La muerte del escritor

Relato 1. La muerte del escritor 

De la serie RELATOS DEMASIADO CORTOS

Por Esteban Ortiz

No vio venir que se iba a morir. Su mirada lánguida apenas reflejaba la locuacidad de un hombre que tuvo lo que en la tierra la gente valora: ingenio, oportunidades y una vida por poco exitosa.

Su respiración apenas inflaba su costado. Su sonido era un leve silbido, de esos ruidos que a los médicos saben ponerle nombre.

Sus ojos hundidos, esquivos, huidos, apenas, sólo apenas, tenían vida. De vez en cuando un parpadeo, mostraba alguna tensión latente.

Era el de la cama 23, Su nombre no sonaba a nada y mucho menos recordaba su historia. Podía haberse llamado Gabriel, William o Juan, ni él sabía cómo se llamaba. Ya nada importaba.

Lo que importaba era el lento paso del tiempo, marcado por un ruido penetrante: un atroz tic tac. Lo único que sonaba en esa habitación era el respirador artificial. Aquel hombre tumbado, apenas tenue, sobresalía entre las sabanas. Aquellas que en algún momento habían sido blancas, estaban como pegadas a él, eran parte de él pero sin duda eran más que él. Esos trapos eran ahora su morada, su territorio, su último escaño.

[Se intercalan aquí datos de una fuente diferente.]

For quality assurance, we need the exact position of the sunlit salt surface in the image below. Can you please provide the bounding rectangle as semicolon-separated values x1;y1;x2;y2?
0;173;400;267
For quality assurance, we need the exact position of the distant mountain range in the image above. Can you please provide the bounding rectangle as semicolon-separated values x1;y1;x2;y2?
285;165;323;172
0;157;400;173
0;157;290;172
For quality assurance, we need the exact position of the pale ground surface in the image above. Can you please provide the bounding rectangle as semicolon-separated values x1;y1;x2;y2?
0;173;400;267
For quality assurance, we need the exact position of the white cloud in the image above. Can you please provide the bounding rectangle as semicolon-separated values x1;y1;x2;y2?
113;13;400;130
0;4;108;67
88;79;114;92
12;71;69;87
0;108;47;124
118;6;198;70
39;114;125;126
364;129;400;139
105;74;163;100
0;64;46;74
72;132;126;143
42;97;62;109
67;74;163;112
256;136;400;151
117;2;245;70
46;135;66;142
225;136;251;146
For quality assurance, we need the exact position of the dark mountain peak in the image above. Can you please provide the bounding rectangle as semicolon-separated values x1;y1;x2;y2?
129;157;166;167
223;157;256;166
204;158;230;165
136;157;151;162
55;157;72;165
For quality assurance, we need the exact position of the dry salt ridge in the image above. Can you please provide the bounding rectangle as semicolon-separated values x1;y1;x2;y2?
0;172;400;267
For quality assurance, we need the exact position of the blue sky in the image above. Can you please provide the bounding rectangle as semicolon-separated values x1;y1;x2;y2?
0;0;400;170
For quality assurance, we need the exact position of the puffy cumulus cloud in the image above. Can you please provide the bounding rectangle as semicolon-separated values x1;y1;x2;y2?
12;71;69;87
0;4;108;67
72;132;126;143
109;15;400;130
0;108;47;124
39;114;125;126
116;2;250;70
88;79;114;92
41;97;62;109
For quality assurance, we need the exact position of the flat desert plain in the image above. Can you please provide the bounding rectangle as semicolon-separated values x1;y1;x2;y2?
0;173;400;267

De vez en cuando, sonaba la puerta de acceso. Entraba una bata blanca vestida de hombre o de mujer, de médico o de enfermera. Revisaba los aparatos, su vista se posaba sobre esos aditamentos, unos insoportables compañeros de estancia.  El paciente, o lo que restaba de él, no era ni siquiera observado. Era tal su levedad que desaparecía de la vista de quienes estaban ahí para cuidarlo. Todo se confabulaba, todo se enlazaba, era el plan perfecto: atender un cuerpo de un ser que apenas estaba presente.

Todo cambió cuando su nariz, su triste chata, hizo un ruido. Algo estertor, algo terminal y rotundo sucedió. Una exhalación cesó y su cuerpo -tan sólo un poco- se tensionó.

Ahora sí dejó de estar, al fin se liberó. Volvió a sus escritos, a sus libros. Retornó a sus relatos, sus novelas y a sus poesías. En ese momento único, pudo encarnarse en el territorio que laboriosamente edificó. Nadie, sólo él, comprendió su misión final.

Otros lo extrañan, pero él tan radical yace en su morada, donde quizo existir por siempre.